The NOAA records data on U.S. weather. Storms and other extreme weather events are reported along with their associated effects on human life, injury, property, and crops. In this report, we explore the data from 1950–2011 and determine those weather events that have caused the most harm in terms of human and economic costs.
We load the dplyr package for data manipulation, the lubridate package for working with dates, and the ggplot2 package for graphing. We will also load Winston Chang’s helpful multiplot function:
library("dplyr")
library("lubridate")
library("ggplot2")
# Multiple plot function
#
# ggplot objects can be passed in ..., or to plotlist (as a list of ggplot objects)

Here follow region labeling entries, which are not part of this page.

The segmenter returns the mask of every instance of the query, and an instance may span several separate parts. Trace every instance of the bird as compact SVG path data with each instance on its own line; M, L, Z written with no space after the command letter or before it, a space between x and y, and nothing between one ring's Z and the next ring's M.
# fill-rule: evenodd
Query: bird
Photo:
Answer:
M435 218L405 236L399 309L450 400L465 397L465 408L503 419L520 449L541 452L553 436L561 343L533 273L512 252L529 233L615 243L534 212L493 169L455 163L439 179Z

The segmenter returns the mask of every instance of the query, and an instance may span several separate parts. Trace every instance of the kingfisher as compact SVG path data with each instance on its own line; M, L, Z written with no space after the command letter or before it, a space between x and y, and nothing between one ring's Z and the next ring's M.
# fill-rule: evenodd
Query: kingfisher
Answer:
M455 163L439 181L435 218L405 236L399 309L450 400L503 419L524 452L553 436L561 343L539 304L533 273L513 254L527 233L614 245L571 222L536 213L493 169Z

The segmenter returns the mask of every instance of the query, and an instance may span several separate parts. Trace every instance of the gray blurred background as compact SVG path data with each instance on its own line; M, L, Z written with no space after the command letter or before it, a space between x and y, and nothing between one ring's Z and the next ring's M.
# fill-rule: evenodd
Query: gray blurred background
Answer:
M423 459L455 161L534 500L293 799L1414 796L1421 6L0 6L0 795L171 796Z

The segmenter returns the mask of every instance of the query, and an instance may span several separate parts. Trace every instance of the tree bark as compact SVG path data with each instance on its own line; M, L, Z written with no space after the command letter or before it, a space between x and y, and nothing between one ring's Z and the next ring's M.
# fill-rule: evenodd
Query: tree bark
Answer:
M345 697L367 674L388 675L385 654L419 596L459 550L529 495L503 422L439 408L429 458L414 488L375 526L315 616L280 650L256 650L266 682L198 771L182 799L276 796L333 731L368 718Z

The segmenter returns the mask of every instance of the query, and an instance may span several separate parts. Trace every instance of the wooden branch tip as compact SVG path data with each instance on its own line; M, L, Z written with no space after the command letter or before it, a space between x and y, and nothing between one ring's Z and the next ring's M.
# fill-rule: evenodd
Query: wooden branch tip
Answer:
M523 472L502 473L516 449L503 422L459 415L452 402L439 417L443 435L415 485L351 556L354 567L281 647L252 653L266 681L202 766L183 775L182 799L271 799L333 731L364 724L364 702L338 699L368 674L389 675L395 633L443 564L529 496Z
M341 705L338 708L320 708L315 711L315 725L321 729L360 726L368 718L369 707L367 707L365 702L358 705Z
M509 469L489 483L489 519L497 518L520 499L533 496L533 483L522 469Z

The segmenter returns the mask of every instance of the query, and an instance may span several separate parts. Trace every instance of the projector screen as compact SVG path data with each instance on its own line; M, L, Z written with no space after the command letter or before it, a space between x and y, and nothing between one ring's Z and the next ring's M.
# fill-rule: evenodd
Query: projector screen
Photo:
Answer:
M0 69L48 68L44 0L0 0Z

# - cols: Number of columns in layout
# - layout: A matrix specifying the layout. If present, 'cols' is ignored.
#
# If the layout is something like matrix(c(1,2,3,3), nrow=2, byrow=TRUE),
# then plot 1 will go in the upper left, 2 will go in the upper right, and
# 3 will go all the way across the bottom.
#
multiplot <- function(..., plotlist=NULL, file, cols=1, layout=NULL) {
require(grid)
# Make a list from the ... arguments and plotlist
plots <- c(list(...), plotlist)
numPlots = length(plots)
# If layout is NULL, then use 'cols' to determine layout
if (is.null(layout)) {
# Make the panel
# ncol: Number of columns of plots
# nrow: Number of rows needed, calculated from # of cols
layout <- matrix(seq(1, cols * ceiling(numPlots/cols)),
ncol = cols, nrow = ceiling(numPlots/cols))
}
if (numPlots==1) {
print(plots[[1]])
} else {
# Set up the page
grid.newpage()
pushViewport(viewport(layout = grid.layout(nrow(layout), ncol(layout))))
# Make each plot, in the correct location
for (i in 1:numPlots) {
# Get the i,j matrix positions of the regions that contain this subplot
matchidx <- as.data.frame(which(layout == i, arr.ind = TRUE))
print(plots[[i]], vp = viewport(layout.pos.row = matchidx$row,
layout.pos.col = matchidx$col))
}
}
}
Although the data comes in a compressed format, read.csv has no trouble parsing it.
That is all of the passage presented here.